Virtual Machine Reset By HA-VMware Tools Heartbeat failure


Today while investigating one production issue, I came across an incident where a virtual machine restart was performed by HA.

Navigating through task and events for the VM in vCenter, I was seeing message similar to

This virtual machine reset by HA. Reason: VMware Tools heartbeat failure. A screenshot is saved at /vmfs/volumes/4c4850e4-0dcce710-28d9-00215-a5d36b8/XYZ/xyz-0.png

On investigating further, I came to find out that VMware tools running on VM was out of date.

vm-1

I checked for HA settings related to VM monitoring on the cluster  and did not see any aggressive value set there which might have caused the vm restart. The VM monitoring settings were set at 30 secs for failure interval which means that if for continuous 30 seconds VM is unable to send any heartbeat to HA, a restart of VM will be performed.

Keep in mind that this is not related to host failure where all VM running on failed host is restarted on remaining nodes of the cluster.
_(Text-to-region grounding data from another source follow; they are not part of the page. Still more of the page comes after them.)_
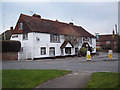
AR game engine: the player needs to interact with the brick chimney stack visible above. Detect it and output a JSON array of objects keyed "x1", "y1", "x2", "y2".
[
  {"x1": 113, "y1": 29, "x2": 115, "y2": 35},
  {"x1": 10, "y1": 26, "x2": 13, "y2": 34}
]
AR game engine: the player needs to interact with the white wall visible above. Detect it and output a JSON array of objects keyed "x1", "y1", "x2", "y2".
[
  {"x1": 11, "y1": 32, "x2": 96, "y2": 59},
  {"x1": 33, "y1": 33, "x2": 63, "y2": 58},
  {"x1": 33, "y1": 33, "x2": 76, "y2": 58},
  {"x1": 10, "y1": 33, "x2": 34, "y2": 59},
  {"x1": 92, "y1": 38, "x2": 96, "y2": 53}
]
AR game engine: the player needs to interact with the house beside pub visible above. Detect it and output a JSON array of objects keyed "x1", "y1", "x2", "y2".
[
  {"x1": 96, "y1": 31, "x2": 118, "y2": 51},
  {"x1": 10, "y1": 14, "x2": 96, "y2": 60}
]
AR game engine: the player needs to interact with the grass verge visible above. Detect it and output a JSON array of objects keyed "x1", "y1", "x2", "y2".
[
  {"x1": 2, "y1": 69, "x2": 71, "y2": 88},
  {"x1": 85, "y1": 72, "x2": 119, "y2": 88}
]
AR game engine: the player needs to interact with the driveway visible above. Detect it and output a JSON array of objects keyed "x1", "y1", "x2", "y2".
[{"x1": 37, "y1": 71, "x2": 92, "y2": 88}]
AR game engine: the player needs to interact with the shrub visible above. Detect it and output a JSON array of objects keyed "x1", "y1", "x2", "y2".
[
  {"x1": 79, "y1": 47, "x2": 87, "y2": 57},
  {"x1": 88, "y1": 46, "x2": 93, "y2": 52},
  {"x1": 103, "y1": 45, "x2": 111, "y2": 50},
  {"x1": 2, "y1": 40, "x2": 21, "y2": 52}
]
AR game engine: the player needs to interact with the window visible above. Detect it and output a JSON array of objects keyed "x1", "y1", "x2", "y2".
[
  {"x1": 106, "y1": 41, "x2": 110, "y2": 45},
  {"x1": 65, "y1": 47, "x2": 71, "y2": 54},
  {"x1": 18, "y1": 22, "x2": 23, "y2": 30},
  {"x1": 20, "y1": 47, "x2": 23, "y2": 52},
  {"x1": 96, "y1": 42, "x2": 100, "y2": 45},
  {"x1": 23, "y1": 33, "x2": 28, "y2": 40},
  {"x1": 90, "y1": 38, "x2": 92, "y2": 44},
  {"x1": 41, "y1": 47, "x2": 46, "y2": 55},
  {"x1": 49, "y1": 47, "x2": 55, "y2": 56},
  {"x1": 50, "y1": 34, "x2": 60, "y2": 43}
]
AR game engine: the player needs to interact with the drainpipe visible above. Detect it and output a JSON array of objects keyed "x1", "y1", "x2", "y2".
[{"x1": 32, "y1": 32, "x2": 35, "y2": 60}]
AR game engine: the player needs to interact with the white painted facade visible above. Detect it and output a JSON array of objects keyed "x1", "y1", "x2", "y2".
[{"x1": 11, "y1": 32, "x2": 96, "y2": 60}]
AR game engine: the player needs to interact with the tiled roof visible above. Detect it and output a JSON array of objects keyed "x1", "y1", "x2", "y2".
[
  {"x1": 14, "y1": 14, "x2": 95, "y2": 38},
  {"x1": 98, "y1": 34, "x2": 118, "y2": 41},
  {"x1": 1, "y1": 30, "x2": 12, "y2": 40}
]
In case of single VM failure, HA will restart the VM on same host.

vm-monitoring-settings

I started my investigation with checking hostd.log file of the Esxi host where VM was running and observed following messages which hints on VM restart

2016-11-06T06:00:52.281Z info hostd[50A40B70] [Originator@6876 sub=Vmsvc.vm:/vmfs/volumes/521a8820-77938204-1461-002590c50caa/XYZ (4c4850e4-0dcce710-28d9-00215-a5d36b8)/XYZ (4c4850e4-0dcce710-28d9-00215-a5d36b8).vmx] State Transition (VM_STATE_ON -> VM_STATE_CREATE_SCREENSHOT)

2016-11-06T06:00:52.353Z info hostd[5114CB70] [Originator@6876 sub=Vmsvc.vm:/vmfs/volumes/521a8820-77938204-1461-002590c50caa/XYZ (4c4850e4-0dcce710-28d9-00215-a5d36b8)/XYZ (4c4850e4-0dcce710-28d9-00215-a5d36b8).vmx] State Transition (VM_STATE_CREATE_SCREENSHOT -> VM_STATE_ON)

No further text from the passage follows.